Sahadeva on Attachment (mamatā), ‘mameti/na mameti’, and the Middle Path of Conduct
अविनाशोडस्य सत्त्वस्य नियतो यदि भारत | हत्वा शरीरं भूतानां न हिंसा प्रतिपत्स्यते,भरतनन्दन! यदि इस जीवात्माका अविनाशी होना निश्चित है, तब तो प्राणियोंके शरीरका वध करनेमात्रसे उनकी हिंसा नहीं हो सकेगी
avināśo ’sya sattvasya niyato yadi bhārata | hatvā śarīraṃ bhūtānāṃ na hiṃsā pratipatsyate ||
Sahadeva said: “O Bhārata, if it is indeed certain that this living self is imperishable, then merely by killing the bodies of beings, no real ‘injury’ would be incurred—since what truly is, cannot be destroyed.”
सहदेव उवाच
The verse frames a moral argument: if the true self (sattva/ātman) is certainly imperishable, then killing the body alone cannot constitute ultimate destruction of the person. It probes the relationship between metaphysical claims (indestructibility of the self) and ethical accountability (whether ‘hiṃsā’ is truly incurred).

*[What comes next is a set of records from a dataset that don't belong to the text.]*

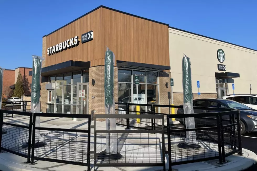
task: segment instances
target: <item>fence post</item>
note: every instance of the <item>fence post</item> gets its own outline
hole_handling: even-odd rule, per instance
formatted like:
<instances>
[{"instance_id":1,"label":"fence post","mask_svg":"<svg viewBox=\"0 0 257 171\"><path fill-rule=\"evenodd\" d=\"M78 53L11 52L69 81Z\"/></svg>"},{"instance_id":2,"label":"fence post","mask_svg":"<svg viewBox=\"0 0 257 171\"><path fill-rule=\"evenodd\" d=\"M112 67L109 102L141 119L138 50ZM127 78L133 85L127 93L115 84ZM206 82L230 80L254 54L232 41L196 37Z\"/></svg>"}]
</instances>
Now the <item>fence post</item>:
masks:
<instances>
[{"instance_id":1,"label":"fence post","mask_svg":"<svg viewBox=\"0 0 257 171\"><path fill-rule=\"evenodd\" d=\"M88 117L88 132L87 135L87 170L90 170L90 139L91 138L91 116ZM96 135L95 136L96 137Z\"/></svg>"},{"instance_id":2,"label":"fence post","mask_svg":"<svg viewBox=\"0 0 257 171\"><path fill-rule=\"evenodd\" d=\"M221 128L221 152L222 153L222 161L226 162L225 156L225 144L224 143L224 134L223 133L223 125L222 123L222 115L219 115L219 124Z\"/></svg>"},{"instance_id":3,"label":"fence post","mask_svg":"<svg viewBox=\"0 0 257 171\"><path fill-rule=\"evenodd\" d=\"M153 108L154 107L154 106L153 107L152 105L151 106L151 114L152 115L154 115L155 114L155 112L154 112L153 111ZM151 120L151 123L152 124L152 130L154 130L153 119L152 118Z\"/></svg>"},{"instance_id":4,"label":"fence post","mask_svg":"<svg viewBox=\"0 0 257 171\"><path fill-rule=\"evenodd\" d=\"M221 164L222 163L222 152L221 151L221 133L219 119L220 116L219 113L218 113L218 114L216 117L217 119L217 128L218 129L218 148L219 149L219 164Z\"/></svg>"},{"instance_id":5,"label":"fence post","mask_svg":"<svg viewBox=\"0 0 257 171\"><path fill-rule=\"evenodd\" d=\"M240 156L243 155L242 149L242 140L241 135L241 125L240 123L240 111L238 110L238 113L237 114L237 132L238 136L238 146L240 151L239 154Z\"/></svg>"},{"instance_id":6,"label":"fence post","mask_svg":"<svg viewBox=\"0 0 257 171\"><path fill-rule=\"evenodd\" d=\"M33 114L33 121L32 123L33 128L32 129L32 147L31 149L31 164L34 163L34 155L35 150L35 136L36 134L36 124L35 121L36 120L36 116L35 114Z\"/></svg>"},{"instance_id":7,"label":"fence post","mask_svg":"<svg viewBox=\"0 0 257 171\"><path fill-rule=\"evenodd\" d=\"M170 115L167 115L167 133L168 139L168 162L169 163L169 171L171 171L172 170L171 160L171 147L170 143Z\"/></svg>"},{"instance_id":8,"label":"fence post","mask_svg":"<svg viewBox=\"0 0 257 171\"><path fill-rule=\"evenodd\" d=\"M128 103L127 104L127 108L128 108L128 109L127 109L127 114L128 114L128 115L129 115L129 113L130 113L130 112L129 112L129 106L130 106L129 103ZM130 129L130 128L129 128L129 124L130 124L130 123L129 123L129 118L128 118L128 120L127 120L127 124L128 124L127 125L128 125L127 128L128 128L128 129Z\"/></svg>"},{"instance_id":9,"label":"fence post","mask_svg":"<svg viewBox=\"0 0 257 171\"><path fill-rule=\"evenodd\" d=\"M32 134L32 133L31 132L31 131L32 130L32 113L30 113L30 115L29 116L29 141L28 142L28 157L27 163L29 163L30 162L30 148L31 147L31 135Z\"/></svg>"},{"instance_id":10,"label":"fence post","mask_svg":"<svg viewBox=\"0 0 257 171\"><path fill-rule=\"evenodd\" d=\"M154 115L155 114L155 106L154 106L153 107L153 114ZM155 130L155 119L153 119L153 129L152 130Z\"/></svg>"},{"instance_id":11,"label":"fence post","mask_svg":"<svg viewBox=\"0 0 257 171\"><path fill-rule=\"evenodd\" d=\"M2 110L0 109L0 153L2 147L2 134L3 133L3 122L4 114Z\"/></svg>"}]
</instances>

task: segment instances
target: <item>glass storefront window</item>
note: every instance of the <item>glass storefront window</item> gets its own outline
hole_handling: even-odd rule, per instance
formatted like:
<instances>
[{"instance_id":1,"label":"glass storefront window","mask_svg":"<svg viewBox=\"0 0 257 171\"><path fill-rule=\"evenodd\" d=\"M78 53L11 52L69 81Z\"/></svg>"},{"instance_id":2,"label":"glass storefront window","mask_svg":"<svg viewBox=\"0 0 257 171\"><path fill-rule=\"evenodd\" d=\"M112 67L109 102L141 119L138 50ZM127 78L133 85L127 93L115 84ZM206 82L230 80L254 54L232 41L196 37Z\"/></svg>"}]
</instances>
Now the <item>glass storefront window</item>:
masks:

In Śānti Parva’s reflective discourse on dharma after the war, Sahadeva presents a reasoning addressed to “Bhārata,” questioning how violence should be evaluated if the inner self cannot be destroyed—thus contributing to the broader debate on duty, sin, and the moral weight of killing.